Kim Kong

Si quieres que el mundo te tome en serio como dictador de un país pequeñito y sin recursos más te vale no ser bajito y tener cara pan. Da igual el armamento nuclear que tengas (o afirmes tener) o que fusiles o dejes a medio fusilar a la mitad de tu propia familia. A estas alturas como si se deja bigote: Kim Jong-un se ha convertido en una figura pop.

Ya pudimos ver en The Interview cómo el líder norcoreano daba juego para una comedia y ahora esta producción francesa nos trae a un dictadorzuelo que recuerda demasiado al personajillo en cuestión.

En Kim Kong vemos a un «Comendador» al frente de un país asiático sin nombre, obsesionado con el cine y con conquistar los Estados Unidos. Lo primero es una pasión auténtica, lo segundo le viene de familia. Y bueno, un día escribe un guión. Un guión propagandístico hasta el ridículo (tampoco es el primer dictador al que le da por ahí) en el cual King Kong se une a la revolución popular de su nación en su lucha contra los yankees. Como Kim Jong… digo… como el Comendador no dispone de profesionales en su país que puedan llevar a cabo un proyecto cinematográfico de tal envergadura, encarga el secuestro de Mathieu Stannis (Jonathan Lambert), un director de cine francés que ha perdido toda ilusión por su trabajo a base de hacer una basura tras otra cegado por suculentos cheques, para que se ponga al frente de la producción.

Stannis, reacio en un primer momento (no podía ser de otra manera) y frustrado un poco más tarde dada la ínfima calidad de los actores, una directora de fotografía que está ahí puesta como podía estar al frente de un campo de reeducación y, sobre todo, ante la escasez de medios técnicos, pese a que se han puesto a su disposición «las mejores cámaras bielorrusas», poco a poco le irá cogiendo el gusto a volver a los orígenes: a rodar sin cromas ni artificios digitales y sí de un modo más artesanal.

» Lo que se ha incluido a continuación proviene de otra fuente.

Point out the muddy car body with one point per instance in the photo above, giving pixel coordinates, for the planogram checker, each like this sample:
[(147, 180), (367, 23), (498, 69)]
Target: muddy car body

Así pueda parecer que Stannis esté retomando la ilusión por su profesión, si bien la sospecha de que esté bajo un síndrome de Estocolmo galopante sobrevuela la cabeza del espectador.

Y es que el verdadero protagonista de esta serie no es ni King Kong ni el dictador asiático de saldo, sino Mathieu Stannis. El Comendador aparecerá de vez en cuando, por aquello de ir supervisando el proyecto. Así nos enteraremos de que está creando unos Terminators reales (¿no lo harías tú si fueses un dictador obsesionado con el cine?) y de que no llora nunca; ni siquiera lloró con el final de Titanic. Claro tío, claro.

También hay que decir que nos podemos reír mucho del argumento que ha pergeñado el Comendador pero nos comemos con ansia y fruición producciones semejantes si llevan el sello «made in USA». Y con demasiada frecuencia esa propaganda metida a capón o con sutileza, lo mismo da, es como si alguien echara Mentos a tu Coca-Cola. Una mezcla explosiva que te deja parado y con cara de idiota frente a tu botella vacía mientras piensas «mierda, yo sólo quería tomar un refresco en paz».